Small discordances between the original smear and the review could be of little consequence, but larger ones suggest a woman’s treatment and outcome might have been different.

The number of discordant results is likely to renew the focus on CervicalCheck, which was thrown into crisis in April 2018 when it emerged the results of a previous, more limited review of slides by the screening programme had not been disclosed to affected women.

State supports

The HSE has said that where there is discordance between a woman’s original smear tests and the review results, it will provide access to a package of State supports, including a medical card and counselling.

These are currently available only to the 221-plus group of women who were affected by the earlier review of tests.

Some affected women may also be entitled to make a claim under the tribunal being established by the Government in response to the controversy.

Mr Harris on Monday opened the inaugural meeting of the 20-member National Screening Advisory Committee, established in response to the CervicalCheck controversy. It was set up to advise on new proposals for screening and on revisions to existing programmes.

The review was not blinded, as reviewers knew that the women whose slides they were re-examining had gone on to develop cervical cancer.
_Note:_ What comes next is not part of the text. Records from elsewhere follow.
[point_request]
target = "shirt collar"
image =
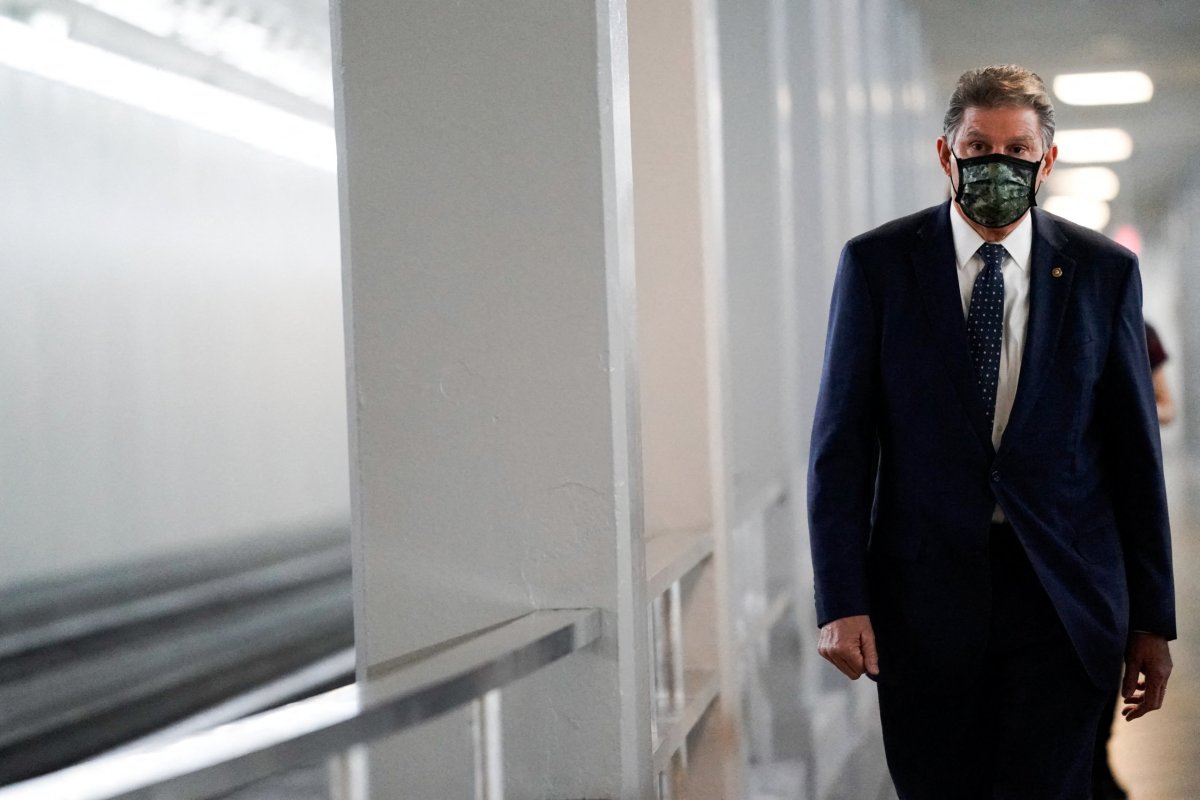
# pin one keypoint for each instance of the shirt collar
(966, 241)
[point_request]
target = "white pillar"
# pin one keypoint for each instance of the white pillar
(487, 251)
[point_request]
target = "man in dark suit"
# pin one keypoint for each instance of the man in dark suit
(987, 506)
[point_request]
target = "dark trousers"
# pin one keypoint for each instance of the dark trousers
(1023, 729)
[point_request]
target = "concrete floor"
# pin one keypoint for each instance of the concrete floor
(1156, 757)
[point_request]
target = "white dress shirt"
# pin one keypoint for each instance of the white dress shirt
(1017, 302)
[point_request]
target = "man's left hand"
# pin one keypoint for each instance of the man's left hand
(1147, 667)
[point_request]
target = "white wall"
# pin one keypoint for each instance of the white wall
(171, 336)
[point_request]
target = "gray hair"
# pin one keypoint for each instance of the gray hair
(1005, 85)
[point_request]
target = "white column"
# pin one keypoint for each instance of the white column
(487, 250)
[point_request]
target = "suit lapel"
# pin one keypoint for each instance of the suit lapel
(1051, 275)
(935, 266)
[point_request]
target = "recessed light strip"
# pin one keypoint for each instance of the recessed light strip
(1104, 88)
(167, 94)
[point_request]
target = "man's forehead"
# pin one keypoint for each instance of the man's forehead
(1011, 134)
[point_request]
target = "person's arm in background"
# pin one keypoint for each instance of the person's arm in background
(1157, 353)
(1163, 398)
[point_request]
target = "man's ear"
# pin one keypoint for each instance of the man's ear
(1048, 161)
(943, 155)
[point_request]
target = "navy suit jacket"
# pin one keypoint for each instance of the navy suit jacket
(903, 475)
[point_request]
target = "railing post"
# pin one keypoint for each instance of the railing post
(487, 256)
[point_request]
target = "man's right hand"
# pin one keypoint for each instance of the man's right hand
(849, 643)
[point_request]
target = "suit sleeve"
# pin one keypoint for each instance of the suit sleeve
(1134, 463)
(844, 453)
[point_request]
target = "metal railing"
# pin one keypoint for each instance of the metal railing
(215, 762)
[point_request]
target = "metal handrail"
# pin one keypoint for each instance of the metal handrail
(305, 733)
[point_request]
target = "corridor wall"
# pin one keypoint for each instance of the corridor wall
(517, 188)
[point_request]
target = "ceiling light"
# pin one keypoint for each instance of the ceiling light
(1104, 88)
(1093, 145)
(1092, 182)
(1090, 214)
(167, 94)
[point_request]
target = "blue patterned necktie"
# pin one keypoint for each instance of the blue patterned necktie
(985, 324)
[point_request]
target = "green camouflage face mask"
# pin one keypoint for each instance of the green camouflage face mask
(996, 190)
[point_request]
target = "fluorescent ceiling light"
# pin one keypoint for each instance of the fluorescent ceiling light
(167, 94)
(1092, 182)
(1104, 88)
(1090, 214)
(1093, 145)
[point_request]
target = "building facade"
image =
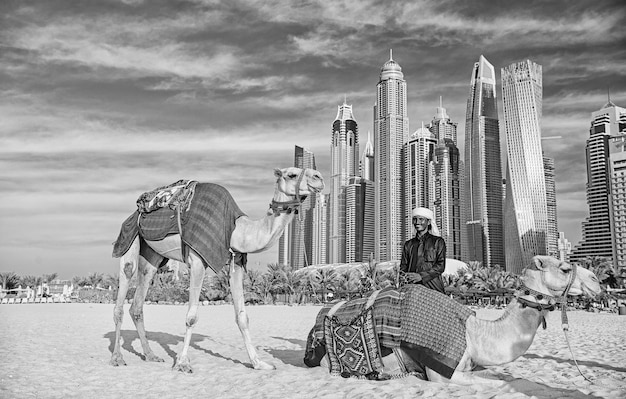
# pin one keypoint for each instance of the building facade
(526, 207)
(447, 183)
(419, 173)
(483, 238)
(344, 157)
(391, 131)
(301, 227)
(599, 230)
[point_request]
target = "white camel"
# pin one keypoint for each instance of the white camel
(293, 185)
(500, 341)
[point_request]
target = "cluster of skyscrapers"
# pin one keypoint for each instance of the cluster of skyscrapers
(481, 215)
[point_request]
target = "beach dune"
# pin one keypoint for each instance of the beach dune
(63, 351)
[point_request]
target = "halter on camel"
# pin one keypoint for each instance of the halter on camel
(293, 205)
(551, 305)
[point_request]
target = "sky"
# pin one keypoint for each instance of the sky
(102, 100)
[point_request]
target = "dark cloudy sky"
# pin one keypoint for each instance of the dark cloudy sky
(102, 100)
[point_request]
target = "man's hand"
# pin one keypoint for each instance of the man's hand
(413, 278)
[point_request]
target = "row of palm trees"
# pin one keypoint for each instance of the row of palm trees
(285, 284)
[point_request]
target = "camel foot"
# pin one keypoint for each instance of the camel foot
(151, 357)
(117, 360)
(261, 365)
(183, 365)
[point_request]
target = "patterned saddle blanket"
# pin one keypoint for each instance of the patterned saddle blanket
(207, 219)
(426, 323)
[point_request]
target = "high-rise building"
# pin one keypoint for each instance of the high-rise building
(419, 173)
(617, 158)
(553, 227)
(564, 247)
(483, 237)
(320, 214)
(526, 206)
(344, 157)
(447, 190)
(391, 131)
(598, 230)
(301, 227)
(367, 160)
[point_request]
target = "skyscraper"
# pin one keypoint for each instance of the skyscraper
(419, 174)
(344, 153)
(483, 170)
(301, 227)
(598, 230)
(526, 205)
(391, 131)
(617, 158)
(447, 190)
(320, 214)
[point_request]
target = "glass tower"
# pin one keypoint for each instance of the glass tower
(391, 131)
(483, 238)
(344, 157)
(599, 235)
(526, 205)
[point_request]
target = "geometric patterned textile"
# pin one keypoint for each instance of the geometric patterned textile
(207, 223)
(434, 325)
(352, 347)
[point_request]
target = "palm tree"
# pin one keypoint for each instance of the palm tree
(9, 280)
(326, 280)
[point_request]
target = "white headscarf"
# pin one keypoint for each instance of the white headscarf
(428, 214)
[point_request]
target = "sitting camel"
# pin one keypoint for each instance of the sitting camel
(293, 185)
(546, 282)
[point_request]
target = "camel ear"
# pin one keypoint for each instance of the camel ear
(538, 262)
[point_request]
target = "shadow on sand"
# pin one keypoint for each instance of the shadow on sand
(580, 362)
(166, 341)
(292, 357)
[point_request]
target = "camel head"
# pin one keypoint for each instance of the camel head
(289, 181)
(555, 275)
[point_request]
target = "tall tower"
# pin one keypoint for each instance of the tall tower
(447, 190)
(419, 172)
(483, 170)
(344, 153)
(553, 227)
(301, 227)
(598, 230)
(391, 131)
(320, 213)
(526, 207)
(617, 159)
(367, 160)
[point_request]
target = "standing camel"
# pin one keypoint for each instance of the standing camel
(293, 185)
(545, 282)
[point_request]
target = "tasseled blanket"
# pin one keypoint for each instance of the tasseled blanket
(207, 225)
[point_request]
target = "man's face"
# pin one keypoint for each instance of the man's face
(421, 223)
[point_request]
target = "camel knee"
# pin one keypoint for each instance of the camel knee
(192, 319)
(136, 313)
(241, 319)
(118, 315)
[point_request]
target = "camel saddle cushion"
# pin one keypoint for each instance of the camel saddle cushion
(429, 325)
(207, 222)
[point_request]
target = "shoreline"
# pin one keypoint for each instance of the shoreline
(63, 352)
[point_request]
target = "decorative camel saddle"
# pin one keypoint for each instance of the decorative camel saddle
(203, 214)
(356, 334)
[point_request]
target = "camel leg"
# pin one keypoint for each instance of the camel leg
(128, 267)
(147, 260)
(196, 276)
(237, 292)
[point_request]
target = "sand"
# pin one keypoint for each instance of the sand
(63, 351)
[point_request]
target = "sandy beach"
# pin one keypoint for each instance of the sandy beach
(63, 351)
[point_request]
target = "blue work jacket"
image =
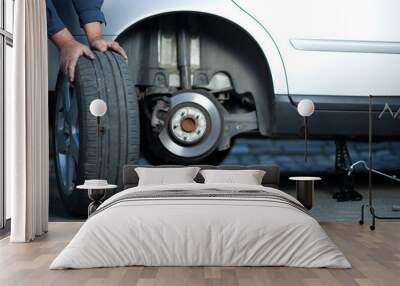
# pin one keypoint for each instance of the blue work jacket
(88, 11)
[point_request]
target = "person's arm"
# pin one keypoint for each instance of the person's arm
(70, 49)
(91, 18)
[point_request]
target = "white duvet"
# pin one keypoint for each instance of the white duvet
(200, 232)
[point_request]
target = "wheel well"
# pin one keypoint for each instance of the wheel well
(224, 48)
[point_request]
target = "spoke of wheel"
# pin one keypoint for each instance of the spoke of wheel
(61, 141)
(74, 148)
(70, 172)
(66, 102)
(72, 116)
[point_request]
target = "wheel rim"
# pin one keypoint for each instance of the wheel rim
(66, 134)
(200, 136)
(189, 124)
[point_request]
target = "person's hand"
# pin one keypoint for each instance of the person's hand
(103, 45)
(69, 56)
(70, 52)
(96, 41)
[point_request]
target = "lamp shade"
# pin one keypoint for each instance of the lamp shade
(98, 107)
(306, 107)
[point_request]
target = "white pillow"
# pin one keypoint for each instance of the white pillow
(247, 177)
(166, 176)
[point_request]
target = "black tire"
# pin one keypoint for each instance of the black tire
(107, 78)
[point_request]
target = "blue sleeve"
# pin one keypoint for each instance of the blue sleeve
(54, 23)
(89, 11)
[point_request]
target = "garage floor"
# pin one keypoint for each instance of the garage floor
(289, 155)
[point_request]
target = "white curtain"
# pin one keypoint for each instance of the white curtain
(27, 124)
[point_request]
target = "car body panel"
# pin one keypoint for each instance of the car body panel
(276, 25)
(335, 72)
(341, 51)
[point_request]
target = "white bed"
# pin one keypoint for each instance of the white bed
(269, 229)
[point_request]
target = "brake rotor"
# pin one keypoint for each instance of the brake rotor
(194, 125)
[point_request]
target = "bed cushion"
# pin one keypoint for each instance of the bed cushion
(246, 177)
(165, 176)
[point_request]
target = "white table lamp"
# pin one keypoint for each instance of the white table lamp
(98, 108)
(306, 108)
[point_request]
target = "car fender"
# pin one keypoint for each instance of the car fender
(123, 14)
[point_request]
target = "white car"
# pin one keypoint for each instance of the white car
(207, 71)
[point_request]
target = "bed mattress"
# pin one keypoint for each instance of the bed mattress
(201, 225)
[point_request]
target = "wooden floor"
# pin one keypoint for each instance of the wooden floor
(375, 257)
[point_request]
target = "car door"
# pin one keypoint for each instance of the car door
(335, 47)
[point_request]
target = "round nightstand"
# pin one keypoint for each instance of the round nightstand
(305, 190)
(96, 194)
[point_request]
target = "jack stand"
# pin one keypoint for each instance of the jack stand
(342, 165)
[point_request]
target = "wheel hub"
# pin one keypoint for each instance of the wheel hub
(188, 125)
(194, 125)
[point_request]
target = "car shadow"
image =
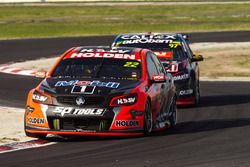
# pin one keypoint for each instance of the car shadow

This, in the view of many experts, gives rise to a “hindsight bias” that is likely to skew the result.

Addressing the Oireachtas health committee in September, the head of the HSE women and infant health programme, Dr Peter McKenna, said “the only fair way” to do reviews of screening tests was blinded, where an abnormal smear is mixed in with 10 or 20 normal smears.

There is no internationally accepted best practice for conducting such reviews, he added.

Separate cohort

The review takes in both the 221 group of women at the centre of last year's controversy over CervicalCheck and a separate cohort of women whose cancers were notified to the National Cancer Registry but were not audited.

It was commissioned in May 2018 with the aim of providing a comprehensive overview of the screening history of all women diagnosed with cervical cancer over the past decade.

It was supposed to report over a year ago, but there were delays in setting it up, and one-third of women declined to participate.

The process of telling women who consented to a rescreening of their individual results is nearing completion. This has also taken longer than expected, leading to a delay in the planned publication of the aggregate report summarising the overall findings of the review.